Concrètement, aujourd’hui, d’un point de vu objectif, une victoire politique du NPA par le biais électoral n’est pas possible. Notre organisation est trop petite, elle manque d’implantation et de crédibilité. En revanche, nous représentons un élément indispensable de la gauche radicale. D’abord par notre activité militante sur le terrain, dans les syndicats, les associations, les collectifs… Par notre présence aux élections, qui montre malgré tout que nous existons. Grâce à nos portes-paroles qui restent très populaires, tout comme notre programme (qui l’est également - nos idées sont plutôt bien accueillies par la population). Nous représentons également un courant de pensée unique (avec des camarades d’Ensemble!) sur l’internationalisme et l’éco-socialisme. Nous gardons une véritable indépendance organisationnelle et politique. Nous ne dépendons que des cotisations des militants et des dons obtenus pendant les souscriptions.

Le premier choix politique que nous pouvons faire est donc de nous renforcer. Effectivement, il est primordial de faire venir de nouveaux militants, largement, pour amplifier le poids du NPA et ainsi nous rendre d’autant plus crédibles et d’autant plus indépendants. Il faut également renforcer notre champ sympathisant est tout faire pour qu’il soit plus actif. Venir derrière les banderoles du NPA durant les manifestations, faire des dons pour la souscription, participer aux formations, actions et réunions publiques que nous organisons, acheter notre journal… 

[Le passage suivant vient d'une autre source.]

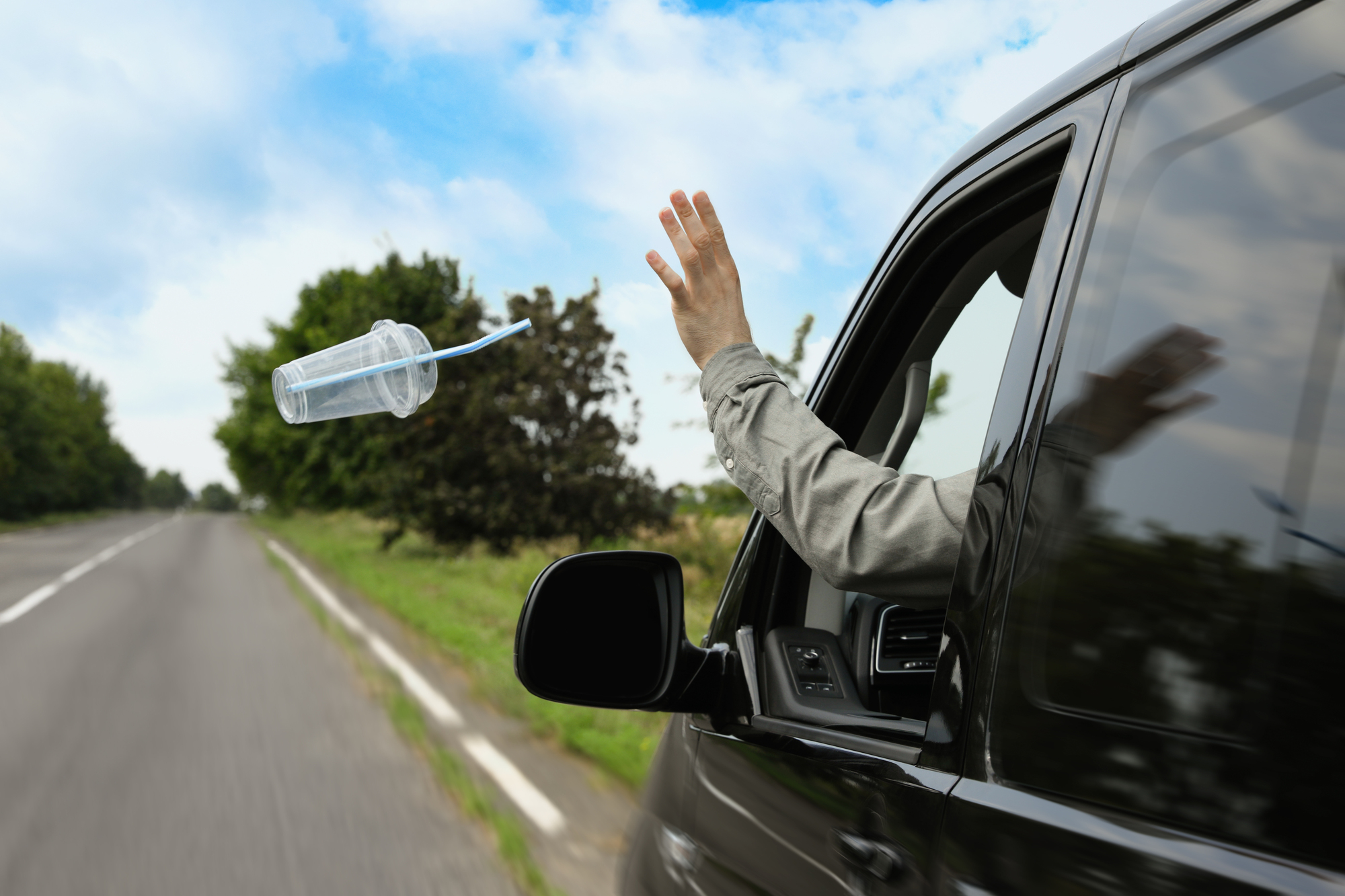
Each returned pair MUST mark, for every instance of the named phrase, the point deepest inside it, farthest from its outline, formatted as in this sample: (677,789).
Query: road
(174,721)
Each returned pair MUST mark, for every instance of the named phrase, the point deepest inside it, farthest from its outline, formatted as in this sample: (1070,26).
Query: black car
(1136,685)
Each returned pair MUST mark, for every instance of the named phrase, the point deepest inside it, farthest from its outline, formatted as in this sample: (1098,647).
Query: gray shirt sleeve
(859,525)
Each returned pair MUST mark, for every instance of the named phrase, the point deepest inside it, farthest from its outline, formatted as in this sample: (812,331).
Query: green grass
(467,604)
(453,775)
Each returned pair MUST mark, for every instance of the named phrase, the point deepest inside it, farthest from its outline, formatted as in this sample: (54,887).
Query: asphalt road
(174,721)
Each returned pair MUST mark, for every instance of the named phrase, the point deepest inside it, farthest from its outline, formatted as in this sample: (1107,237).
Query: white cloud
(634,304)
(458,26)
(810,123)
(165,210)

Le deuxième choix politique, dans la situation actuelle, est de se battre pour l’unité de notre camp social. Aujourd’hui, cela veut dire défendre un front social et politique avec le Front de Gauche, Lutte Ouvrière, Alternative Libertaire, les courants de l’écologie radicale… pour améliorer le rapport de force social et le rendre favorable à la gauche qui se situe à la gauche du PS, contre le gouvernement, et en opposition à la droite et l’extrême-droite. C’est la seule manière d’y parvenir. La manifestation du 12 avril « Maintenant, ça suffit » peut être le commencement de cela. Il faut également parvenir à rassembler cette gauche, qui bien que divisée sur la stratégie globale (et l’unité ne gomme pas les divergences entre tous), peut et doit se retrouver pour maintenir l’espoir dans la course de vitesse engagée avec l’extrême-droite. Les échéances électorales futures doivent être l’objet de cette unité. Sans unité préalable et sans un inversement rapide du rapport de force avec l’extrême-droite, dans la rue et les urnes, les questions stratégiques de prise de pouvoir pourraient bien ne jamais se présenter à nous. « L'ancien monde se meurt, le nouveau ne parvient pas à voir le jour et dans ce clair-obscur surgissent les monstres. » écrivait Antonio Gramsci. Pas besoin de plus de mots pour comprendre l’urgence de la situation et la rapidité avec laquelle nous devons nous mettre à la tâche.